The new install requires Node.js on PATH; a globalWarn explains the
swap when it happens. All other host/version combinations are
unchanged. The targetPkgName is also threaded through getToolDirPath,
the `pnpm add` command, and the linkExePlatformBinary guard so the
new install lives under the correct tool directory and the
@pnpm/exe-specific platform-binary linking is skipped for the JS path.
* feat(self-update): point users at the migration guide across major bumps
When `pnpm self-update <version>` crosses a pnpm major (upward) from
the version being upgraded from, print a one-line pointer to the
versioned migration guide on pnpm.io.
The "from" version is the project's `packageManager` pin when present
(via the existing `managePackageManagerVersions` gate), falling back
to the running binary's version otherwise.
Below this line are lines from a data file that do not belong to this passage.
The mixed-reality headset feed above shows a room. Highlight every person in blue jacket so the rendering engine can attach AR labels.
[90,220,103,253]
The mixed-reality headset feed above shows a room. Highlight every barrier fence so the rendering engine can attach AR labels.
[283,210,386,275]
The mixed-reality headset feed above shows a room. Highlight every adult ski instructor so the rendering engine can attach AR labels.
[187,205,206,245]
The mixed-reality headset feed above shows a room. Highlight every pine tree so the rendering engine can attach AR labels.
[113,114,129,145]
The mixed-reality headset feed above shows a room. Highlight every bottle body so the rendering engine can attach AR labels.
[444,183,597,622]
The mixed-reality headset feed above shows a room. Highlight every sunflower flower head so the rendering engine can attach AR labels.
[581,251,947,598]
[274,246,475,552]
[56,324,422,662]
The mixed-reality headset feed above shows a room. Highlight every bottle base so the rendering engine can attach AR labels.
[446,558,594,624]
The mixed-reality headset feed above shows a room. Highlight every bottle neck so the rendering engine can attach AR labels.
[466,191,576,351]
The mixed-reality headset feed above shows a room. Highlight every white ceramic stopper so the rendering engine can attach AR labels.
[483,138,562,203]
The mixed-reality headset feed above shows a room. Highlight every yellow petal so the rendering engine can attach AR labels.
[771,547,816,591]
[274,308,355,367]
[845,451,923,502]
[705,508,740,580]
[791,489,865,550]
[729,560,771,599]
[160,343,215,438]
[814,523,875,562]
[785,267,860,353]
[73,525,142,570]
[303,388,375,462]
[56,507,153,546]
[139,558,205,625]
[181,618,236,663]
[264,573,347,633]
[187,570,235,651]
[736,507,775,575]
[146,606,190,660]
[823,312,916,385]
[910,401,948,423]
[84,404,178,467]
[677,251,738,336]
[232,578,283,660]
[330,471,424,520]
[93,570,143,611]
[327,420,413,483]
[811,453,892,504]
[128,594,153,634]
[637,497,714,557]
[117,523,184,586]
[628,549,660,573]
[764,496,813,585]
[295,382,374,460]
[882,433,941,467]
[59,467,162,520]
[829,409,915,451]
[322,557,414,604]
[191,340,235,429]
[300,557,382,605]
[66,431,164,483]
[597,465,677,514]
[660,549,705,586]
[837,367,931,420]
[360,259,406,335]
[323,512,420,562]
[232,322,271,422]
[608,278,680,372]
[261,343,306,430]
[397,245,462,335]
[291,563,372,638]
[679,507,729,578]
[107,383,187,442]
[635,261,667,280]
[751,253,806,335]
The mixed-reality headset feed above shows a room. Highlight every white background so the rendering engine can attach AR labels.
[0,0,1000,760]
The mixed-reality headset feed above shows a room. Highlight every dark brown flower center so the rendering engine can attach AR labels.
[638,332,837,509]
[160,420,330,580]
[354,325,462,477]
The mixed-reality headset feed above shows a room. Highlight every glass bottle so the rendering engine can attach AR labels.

No-op updates
(target === previous) are silent.
v11 points at https://pnpm.io/11.x/migration. Future majors register
an entry in the in-file `MAJOR_UPGRADE_HINTS` table.
This is the v10-line backport of the corresponding main-branch change
in #11354.
* fix: update lockfile
* fix: prevent fork-bomb during packageManager-driven version switching
When pnpm was installed via one method (e.g. `npm install -g pnpm@A`)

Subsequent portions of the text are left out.